Straub is hardly alone in his thinking.
A bipartisan coalition of 65 lawmakers in eight states has pushed an effort to curtail gerrymandering on a national level by backing an amicus curiae brief in the Gill v. Whitford case in the U.S. Supreme Court.
Reps. Bob Pritchard (R-Hinckley), Scott Drury (D-Highwood), Michael Fortner (R-West Chicago), Jeanne Ives (R-Wheaton) and David Olsen (R-Downers Grove) have joined Sens. Michael Connelly (R-Naperville), Karen McConnaughay (R-St. Charles), William Brady (R-Bloomington), Dan McConchie (R-Hawthorn Woods), Chris Nybo (R-Elmhurst), Dale Righter (R-Mattoon), Chapin Rose (R-Mahomet), Sue Rezin (R-Morris), Heather Steans (D-Chicago), Dave Syverson (R-Rockford), Jil Tracy (R-Quincy) and Chuck Weaver (R-Peoria), in signing the writ.
Political gerrymandering is defined as the act of drawing up legislative districts for partisan advantage. The Wisconsin case involves a redistricting dispute in which a U.S. district court found that the state violated certain protections provided by the First Amendment and the Equal Protection Clause of the 14th Amendment.
The other states involved in the action are Ohio, Michigan, Pennsylvania, North Carolina, Rhode Island and Maryland.
“A fair map would look more like what the U.S. actually looks like,” Straub said. “Some blocks would be larger than others, and some areas would be more populated than others. Districts should be shaped to look like squares and rectangles. Right now, what we have are long, narrow swords twisting together from all sorts of angles.”
With Democrats in power across much of the state, Straub said the motivation for continuing such districting is obvious.
“It’s all about maintaining power and self-preservation,” he said. “Democrats have long been more concerned about power than people. I recently asked one legislator approaching his sixth term in office what still motivates him, and all he could come up with was that it’s hard to give up the title he holds.”
Straub pointed to House Speaker Mike Madigan (D-Cicago) and his nearly half-century in power as a classic example of that way of thinking.
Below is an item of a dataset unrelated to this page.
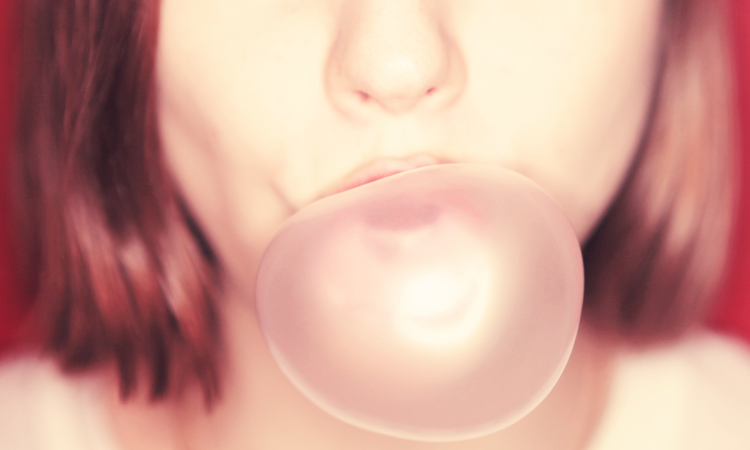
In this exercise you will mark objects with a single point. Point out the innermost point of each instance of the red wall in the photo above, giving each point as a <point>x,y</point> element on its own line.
<point>732,315</point>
Politico Illinois Playbook reported that Madigan has declared his plans to remain in office beyond 2020, when another redistricting is scheduled.
“So many politicians are also attorneys, meaning many of them have conflict of interests that create other problems no one really talks about,” Straub said. “No one should be able to use their political position to make money on a personal level.”
The 82nd District covers parts of Cook, DuPage and Will counties, including Darien, Homer Glen, Lemont and Willowbrook.